One-sided fft; Current issues in consistency between one-sided and two-sided fft

[katgonzalez17]

Looks like the Nusselt number does change more significantly at larger grid sizes. I re-looked at my test script and noticed inconsistencies at 10^15, that (maybe?) these errors are amplified over multiple time steps, particularly for array sizes. Not sure what's going on, and am open to any and all suggestions for what to check out!

Attached is a photo of the Nusselt number over different time steps with a 1728 by 1377 grid.

[dsondak]

A few questions / suggestions:

• It sounds like you checked your test script and found some discrepancies. What do you mean by 10^15? Is this the number of points?
• Which test script is this? Is it the script that is simulating the $N_y$ loop? Or is it your original one?
• I'd break this down a bit further. Compare results after the very first loop. Compare intermediate results within the loop. You can still calculate $Nu$ as a representative scalar quantity. It won't have any meaning, but that's okay. You can also make sure the 1-sided and 2-sided ffts are the giving the same results within the loop.
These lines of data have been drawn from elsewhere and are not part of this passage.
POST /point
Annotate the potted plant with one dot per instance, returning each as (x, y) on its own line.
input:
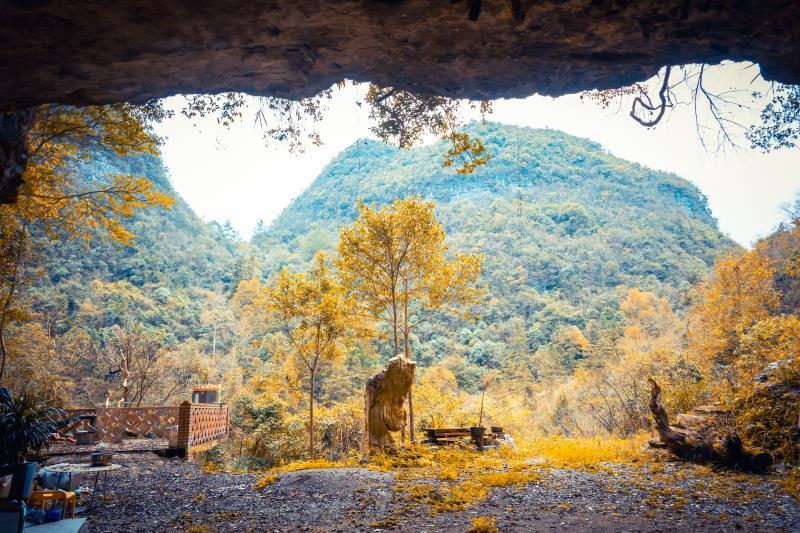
(26, 425)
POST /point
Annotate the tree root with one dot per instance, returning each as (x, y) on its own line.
(698, 447)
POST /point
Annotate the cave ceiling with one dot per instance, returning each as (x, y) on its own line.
(100, 51)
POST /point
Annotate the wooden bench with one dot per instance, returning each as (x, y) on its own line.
(443, 436)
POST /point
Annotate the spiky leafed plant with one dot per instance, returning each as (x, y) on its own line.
(26, 425)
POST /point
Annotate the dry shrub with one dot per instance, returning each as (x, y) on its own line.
(589, 452)
(483, 524)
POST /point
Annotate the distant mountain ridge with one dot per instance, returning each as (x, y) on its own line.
(564, 225)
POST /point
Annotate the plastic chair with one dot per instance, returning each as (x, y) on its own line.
(39, 498)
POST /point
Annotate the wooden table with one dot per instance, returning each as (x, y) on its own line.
(84, 468)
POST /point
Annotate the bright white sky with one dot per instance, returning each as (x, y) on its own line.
(229, 173)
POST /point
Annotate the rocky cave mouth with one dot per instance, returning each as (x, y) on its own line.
(84, 52)
(89, 53)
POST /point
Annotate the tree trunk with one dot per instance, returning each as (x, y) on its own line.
(12, 286)
(311, 418)
(699, 447)
(384, 399)
(406, 335)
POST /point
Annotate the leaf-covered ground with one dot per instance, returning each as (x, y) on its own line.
(155, 494)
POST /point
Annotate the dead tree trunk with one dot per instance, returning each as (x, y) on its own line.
(699, 447)
(384, 397)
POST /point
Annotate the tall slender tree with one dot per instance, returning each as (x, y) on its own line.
(315, 315)
(394, 261)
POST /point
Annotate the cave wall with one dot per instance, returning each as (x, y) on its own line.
(95, 51)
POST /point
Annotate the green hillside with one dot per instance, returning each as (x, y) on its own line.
(564, 226)
(165, 281)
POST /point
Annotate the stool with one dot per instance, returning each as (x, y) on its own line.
(39, 498)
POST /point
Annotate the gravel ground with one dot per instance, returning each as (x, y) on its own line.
(155, 494)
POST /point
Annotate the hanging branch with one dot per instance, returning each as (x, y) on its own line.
(663, 96)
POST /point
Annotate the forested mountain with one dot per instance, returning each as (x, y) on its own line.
(176, 269)
(563, 226)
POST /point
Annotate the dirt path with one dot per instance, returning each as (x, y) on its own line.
(155, 494)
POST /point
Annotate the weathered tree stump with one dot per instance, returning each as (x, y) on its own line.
(700, 447)
(383, 398)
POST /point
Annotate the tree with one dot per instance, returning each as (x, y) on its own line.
(394, 259)
(138, 368)
(314, 312)
(735, 297)
(53, 200)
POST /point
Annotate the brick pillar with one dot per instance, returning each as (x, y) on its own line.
(184, 427)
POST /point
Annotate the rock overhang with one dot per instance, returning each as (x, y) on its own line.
(88, 52)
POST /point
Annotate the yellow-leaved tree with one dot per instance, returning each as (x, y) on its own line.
(394, 261)
(738, 294)
(315, 314)
(55, 200)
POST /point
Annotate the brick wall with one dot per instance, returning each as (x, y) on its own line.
(113, 422)
(200, 426)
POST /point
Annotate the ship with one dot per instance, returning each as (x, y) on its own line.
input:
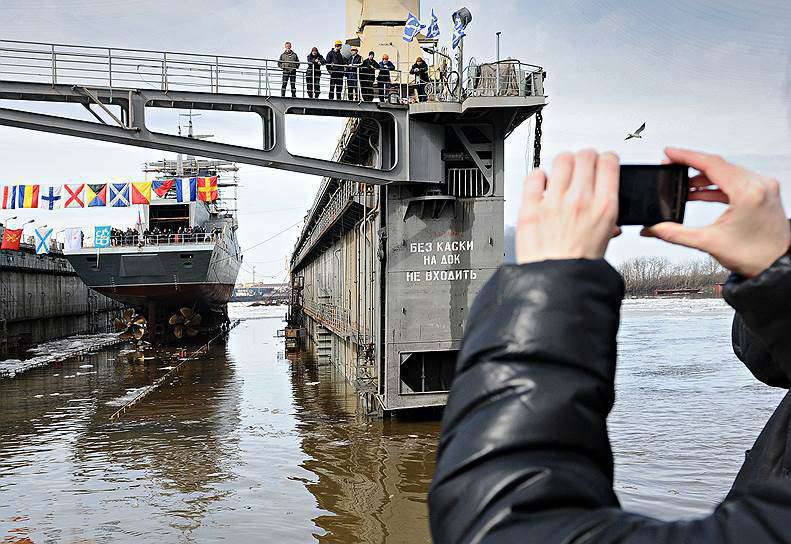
(176, 272)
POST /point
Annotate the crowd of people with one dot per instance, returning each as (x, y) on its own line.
(157, 235)
(365, 78)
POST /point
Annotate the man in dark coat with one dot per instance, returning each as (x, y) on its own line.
(367, 76)
(524, 454)
(336, 67)
(383, 80)
(313, 73)
(420, 72)
(353, 75)
(289, 62)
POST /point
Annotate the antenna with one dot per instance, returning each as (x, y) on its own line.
(190, 134)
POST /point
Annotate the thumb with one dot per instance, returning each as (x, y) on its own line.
(676, 234)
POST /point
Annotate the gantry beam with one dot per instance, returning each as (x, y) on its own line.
(393, 121)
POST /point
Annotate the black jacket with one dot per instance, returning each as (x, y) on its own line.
(315, 62)
(354, 63)
(368, 68)
(384, 72)
(335, 61)
(524, 454)
(420, 71)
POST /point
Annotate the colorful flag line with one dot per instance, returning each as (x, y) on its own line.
(113, 195)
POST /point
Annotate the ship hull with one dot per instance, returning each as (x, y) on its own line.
(159, 280)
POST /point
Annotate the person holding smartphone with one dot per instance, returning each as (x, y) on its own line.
(524, 454)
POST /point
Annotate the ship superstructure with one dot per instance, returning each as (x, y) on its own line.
(182, 259)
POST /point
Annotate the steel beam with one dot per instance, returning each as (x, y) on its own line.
(271, 109)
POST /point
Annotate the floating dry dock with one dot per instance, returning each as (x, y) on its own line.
(408, 223)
It's possible that there is a subtle bug. It is also possible that some errors are accumulating naturally. Let's try to isolate the culprit.

[katgonzalez17]

• Sorry, I meant 10^-15, so inconsistencies after 15 places behind the decimal point. The number of points that I used was 2^15, and I checked the last few array entries comparing before forward + backward transformation and after.
• This is my original one where I allocate an array, populate it with sin values, and then do a forward and backward transformation.
• I can write out the Ny loop first and look at Nusselt number between one and two sided transformations!

[dsondak]

Discrepancies of $10^{-15}$ are okay. But try to track down why they are accumulating.